What's going on here is this. The unpacking expression gets repeated once for each child in the expression currently being evaluated. In each repetition, the type proto::pack(_) gets replaced with proto::_child_c<N>. So, if a unary expression is passed to eval, it actually gets evaluated like this:

// After the unpacking pattern is expanded for a unary expression
do_eval(proto::tag_of<_>(), eval(proto::_child_c<0>))

And when passed a binary expression, the unpacking pattern expands like this:

// After the unpacking pattern is expanded for a binary expression
do_eval(proto::tag_of<_>(), eval(proto::_child_c<0>), eval(proto::_child_c<1>))

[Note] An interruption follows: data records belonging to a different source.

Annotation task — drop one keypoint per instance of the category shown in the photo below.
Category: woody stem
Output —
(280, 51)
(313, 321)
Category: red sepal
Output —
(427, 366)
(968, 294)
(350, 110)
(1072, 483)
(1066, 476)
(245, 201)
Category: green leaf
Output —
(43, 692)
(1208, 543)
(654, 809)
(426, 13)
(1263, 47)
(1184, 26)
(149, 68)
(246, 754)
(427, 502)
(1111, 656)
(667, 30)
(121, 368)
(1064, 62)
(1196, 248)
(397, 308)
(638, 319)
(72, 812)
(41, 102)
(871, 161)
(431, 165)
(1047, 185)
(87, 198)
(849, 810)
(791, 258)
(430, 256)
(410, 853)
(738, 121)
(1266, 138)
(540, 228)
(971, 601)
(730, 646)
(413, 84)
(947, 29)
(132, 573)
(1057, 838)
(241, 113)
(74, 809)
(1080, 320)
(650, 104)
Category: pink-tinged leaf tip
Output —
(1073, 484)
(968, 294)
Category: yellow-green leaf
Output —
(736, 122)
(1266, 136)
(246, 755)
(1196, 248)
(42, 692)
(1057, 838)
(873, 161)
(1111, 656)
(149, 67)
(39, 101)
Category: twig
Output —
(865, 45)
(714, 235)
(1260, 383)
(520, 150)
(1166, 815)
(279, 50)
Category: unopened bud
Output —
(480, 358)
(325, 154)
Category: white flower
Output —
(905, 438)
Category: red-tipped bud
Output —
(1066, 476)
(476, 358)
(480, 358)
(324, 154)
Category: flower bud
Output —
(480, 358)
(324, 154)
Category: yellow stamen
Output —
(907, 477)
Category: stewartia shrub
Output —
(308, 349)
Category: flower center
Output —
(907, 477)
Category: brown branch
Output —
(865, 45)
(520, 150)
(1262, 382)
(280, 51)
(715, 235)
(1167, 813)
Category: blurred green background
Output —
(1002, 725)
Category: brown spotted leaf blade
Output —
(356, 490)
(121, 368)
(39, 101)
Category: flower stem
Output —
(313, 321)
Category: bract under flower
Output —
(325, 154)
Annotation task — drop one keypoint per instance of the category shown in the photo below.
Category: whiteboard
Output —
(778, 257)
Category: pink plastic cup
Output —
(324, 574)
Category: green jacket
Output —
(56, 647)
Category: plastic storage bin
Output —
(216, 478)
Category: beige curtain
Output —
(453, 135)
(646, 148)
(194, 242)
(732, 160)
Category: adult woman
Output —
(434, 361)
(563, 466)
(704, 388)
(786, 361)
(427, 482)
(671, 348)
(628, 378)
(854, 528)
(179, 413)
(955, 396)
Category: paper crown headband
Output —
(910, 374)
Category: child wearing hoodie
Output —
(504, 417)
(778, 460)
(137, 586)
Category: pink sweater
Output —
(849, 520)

Although it can't happen in our example, when passed a terminal, the unpacking pattern expands such that it extracts the value from the terminal instead of the children. So it gets handled like this:

// If a terminal were passed to this transform, Proto would try
// to evaluate it like this, which would fail:
do_eval(proto::tag_of<_>(), eval(proto::_value))

That doesn't make sense. proto::_value would return something that isn't a Proto expression, and eval wouldn't be able to evaluate it. Proto algorithms don't work unless you pass them Proto expressions.

[Note] Note

Kickin' It Old School

You may be thinking, my compiler doesn't support C++11 variadic templates! How can this possibly work? The answer is simple: The ... above isn't a C++11 pack expansion. It's actually an old-school C-style vararg. Remember that callable and object transforms are function types. A transform with one of these pseudo-pack expansions is really just the type of a boring, old vararg function. Proto just interprets it differently.

Unpacking patterns are very expressive. Any callable or object transform can be used as an unpacking pattern, so long as proto::pack(_) appears exactly once somewhere within it. This gives you a lot of flexibility in how you want to process the children of an expression before passing them on to some function object or object constructor.